Turkey PKK conflict: Turks question explosion in tensions
For journalists, local or foreign, reporting from the south-east of Turkey has always been a challenge.
But now, with the ceasefire between Turkey and Kurdish PKK militants at an end, violence has returned to the region and tensions are high.
Not a day passes without news of a clash, a bombing, a mine explosion or a funeral.
The area has been blighted by decades of violence. Clashes between security forces and the PKK (Kurdistan Workers' Party) have claimed more than 40,000 lives.
Journalists reporting on the "Kurdish problem" - especially during the most violent years of the 1990s - were frequently subject to detention, occasionally ending with imprisonment.
There was a reminder of this when two British journalists working for US-based Vice News and their translator were arrested this week while filming in the predominantly Kurdish town of Diyarbakır.
Vice News is adamant they were covering the renewed hostilities in the area.

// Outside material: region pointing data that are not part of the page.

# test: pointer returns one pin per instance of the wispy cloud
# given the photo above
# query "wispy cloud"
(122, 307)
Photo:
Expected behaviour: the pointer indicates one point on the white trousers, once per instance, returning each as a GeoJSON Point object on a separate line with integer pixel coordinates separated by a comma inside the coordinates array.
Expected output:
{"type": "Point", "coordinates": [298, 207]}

But they have been charged with "working on behalf of a terrorist organisation".
Some journalists based in Turkey took this as a "warning". One Turkish reporter tweeted: "President [Recep Tayyip] Erdogan is giving us a message. He says, if we can do this to foreign journalists, imagine what we can do to you."
'Who murdered him?'
"Martyrs do not die. The country will not be divided!" is a chant frequently heard at funerals, in solidarity with the deceased soldiers or policemen - now numbering more than 60.

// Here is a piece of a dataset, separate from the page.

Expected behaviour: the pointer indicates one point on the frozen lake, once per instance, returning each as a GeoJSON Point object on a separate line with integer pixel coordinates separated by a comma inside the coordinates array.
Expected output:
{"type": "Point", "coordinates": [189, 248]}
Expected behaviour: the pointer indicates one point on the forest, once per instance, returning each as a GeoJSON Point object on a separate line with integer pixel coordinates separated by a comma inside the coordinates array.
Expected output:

But when a grief-stricken army officer spoke out in front of the cameras last week, everyone was taken by surprise.
At his younger brother's funeral, Lt Col Mehmet Alkan asked: "Who is his murderer? Who caused this?"
Hugging his brother's coffin and unable to control his emotions, he yelled: "How come those who have been speaking about peace now speak only of war?"

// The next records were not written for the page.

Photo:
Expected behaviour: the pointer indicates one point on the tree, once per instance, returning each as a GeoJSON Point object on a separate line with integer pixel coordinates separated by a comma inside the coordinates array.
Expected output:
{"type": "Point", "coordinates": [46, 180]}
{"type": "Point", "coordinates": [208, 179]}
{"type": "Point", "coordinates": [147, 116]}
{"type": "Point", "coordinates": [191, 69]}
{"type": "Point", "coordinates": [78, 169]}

This was an upfront criticism of the shift in Turkish government's policy towards the PKK.
Coming from an army officer, it carried even further significance.
For years, Turkey conducted indirect peace talks with imprisoned PKK leader Abdullah Ocalan. A clear fruit of this process was the ceasefire that came into effect in 2013.
Now, as one flag-draped coffin follows another into the ground, relatives of the deceased have started questioning the government's decision to abandon the process.
There is now a military investigation into Lt Col Alkan's comments. But his outburst was not a one-off.
At other funerals, government ministers have had to bolt from the scene - even at the cost of cutting ceremonies short - because of protests.
The government says military operations against the PKK will continue until the group withdraws from Turkish soil and disarms.
A scheme to place a bounty of up to 4m Turkish lira (£900,000; $1.4m) on the heads of high-ranking PKK militants is planned.
Curfews have been imposed in several towns where clashes take place and over a hundred districts have been declared "temporary security zones".
In retaliation, several municipalities in the predominantly Kurdish east and south-east of Turkey have announced "self-rule".
Critics accuse President Erdogan of renewing violence to curb the support for the pro-Kurdish People's Democratic Party (HDP), whose 14% share of the vote in June elections cost the governing AKP its majority in parliament.
The government denies these accusations.
Since June, it has been unable to find a coalition partner and snap elections are to be held in November.
As neither the government nor the PKK show any signs of scaling down the violence, many people fear the clashes will mount as polls draw closer.